Scales of Psychological Well-being

Citation: Ryff, C. D., & Keyes, C. L. M. (1995). The structure of psychological well-being revisited. Journal of personality and social psychology, 69(4), 719.

PMID or DOI: PMID: 7473027

Main positive psychological well-being construct measured: Psychological well-being

Sub-constructs measured: N/A

Available subscales: autonomy, environmental mastery, personal growth, positive relations with others, purpose in life, self-acceptance

Description: The Scales of Psychological Well-being is a theoretically grounded, multidimensional model of well-being that was designed to include six distinct components of positive psychological functioning including positive self-regard (self-acceptance), mastery of the surrounding environment, quality relations with others, continued growth and development, purposeful living, and the capacity for self-determination (autonomy).

Number of items: 18

Example statement/item: “Some people wander aimlessly through life, but I am not one of them.”

Response options: 6-point Likert scale ranging from 1 to 6, 1,“Completely disagree” and 6,“Completely agree”.

Total score: Items within each subscale are summed, yielding a range from 18 to 108. Higher scores indicate greater physiological well-being for each subscale.

Examples of studies that link to health outcomes:
1. Boyle, P.A., et al., Effect of a purpose in life on risk of incident Alzheimer disease and mild cognitive impairment in community-dwelling older persons.
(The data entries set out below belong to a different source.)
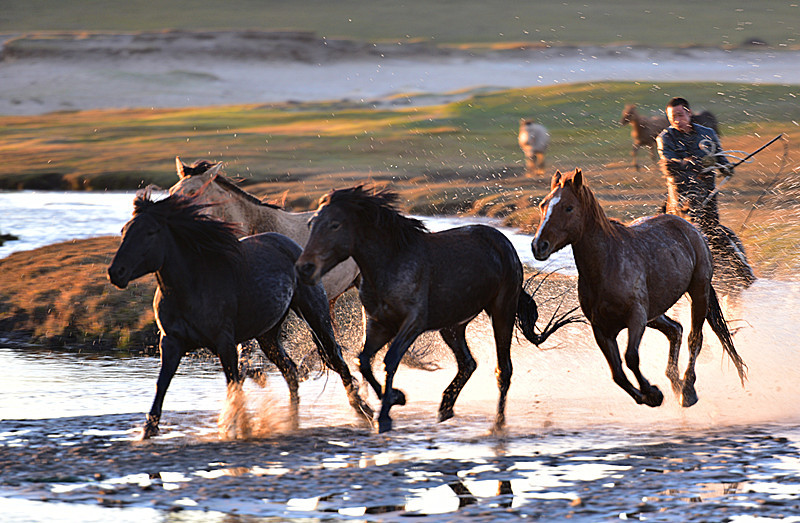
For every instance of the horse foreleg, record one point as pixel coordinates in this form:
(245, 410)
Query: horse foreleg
(376, 336)
(271, 346)
(392, 396)
(455, 338)
(171, 353)
(331, 354)
(608, 345)
(674, 332)
(699, 308)
(651, 395)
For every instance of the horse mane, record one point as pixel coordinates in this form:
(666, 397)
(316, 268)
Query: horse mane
(232, 187)
(379, 208)
(594, 211)
(200, 167)
(191, 228)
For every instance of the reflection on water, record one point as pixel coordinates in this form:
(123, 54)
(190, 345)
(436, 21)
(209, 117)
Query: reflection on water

Arch Gen Psychiatry, 2010. 67(3): p. 304-10.

2. Kim, E.S., et al., Purpose in life and reduced incidence of stroke in older adults: ‘The Health and Retirement Study’. J Psychosom Res, 2013. 74(5): p. 427-32.

3. Boylan, J.M. and C.D. Ryff, Psychological well-being and metabolic syndrome: Findings from the midlife in the United States national sample. Psychosom Med, 2015. 77(5): p. 548-58.